When you spend most of the working day on line and use social media tools like Twitter, IM, and so on, you catch a lot of chatter and tend to respond to it in line- that is, you see it and react to it all in one stroke.
I saw someone today post 'I'm thinking of skipping my workout' and I posted back 'Don't skip your workout.' I was trying to be encouraging, but it was probably the wrong response.
I was probably mostly coming off a very hectic day yesterday that saw me not even trying to get my workout started until 8:30 last night and finally giving up after a combination of my son wanting to play one of the games he'd just opened (birthday present) and trying to finish doing some work on my wife's Mac. It was the first day I'd missed this year.

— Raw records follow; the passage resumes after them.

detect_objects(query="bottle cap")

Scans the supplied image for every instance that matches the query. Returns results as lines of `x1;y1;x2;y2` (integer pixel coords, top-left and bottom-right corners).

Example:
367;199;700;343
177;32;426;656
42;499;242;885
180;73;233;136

A better response would have been 'Why are you thinking of skipping today ?' Turns out the person runs four days or more a week and just needed the down time.
It's funny how our own perceptions and experiences colour the advice we give- and let's face it, I'm not the guy you should necessarily be taking advice from. That's what coaches are for. Just last week I was telling someone that if their body was saying to take a day off, then that might be the best thing. After a day off myself, chastising myself for not trying hard enough to get my workout in, it was hard to think the same way. Then again, it was my son's birthday.
But it's true. Sometimes our bodies need a day off. Sometimes we need a mental health day. Sometimes, the chores are out of hand. And truth be told, sometimes when we think we need a day off, we don't.
Sometimes, we should just spend the day with the family and forget the workouts...
Figuring out which one is the truth is hard. Figuring out what's best for someone else, again, is what coaches are for.
All I know is this. on Monday, I did an extremely hard spin focused on hill work. Brutal. After a day off, I did another hard spinervals focused on hill work. I felt fresh, and I had the best back-to back workouts in a long time.
Even if they weren't back-to-back.
So take any advice I give with a grain of salt.
1 comment:
I run into that at work all the time. Fortunately, I usually have time to pause, consider who it is I'm talking to (is it Miss Three-a-day or Mr. Resolution-breaker?), and offer an appropriate response. But if I'm busy or my mind is elsewhere, I catch myself doing a knee-jerk. Hope it doesn't ever get me sued.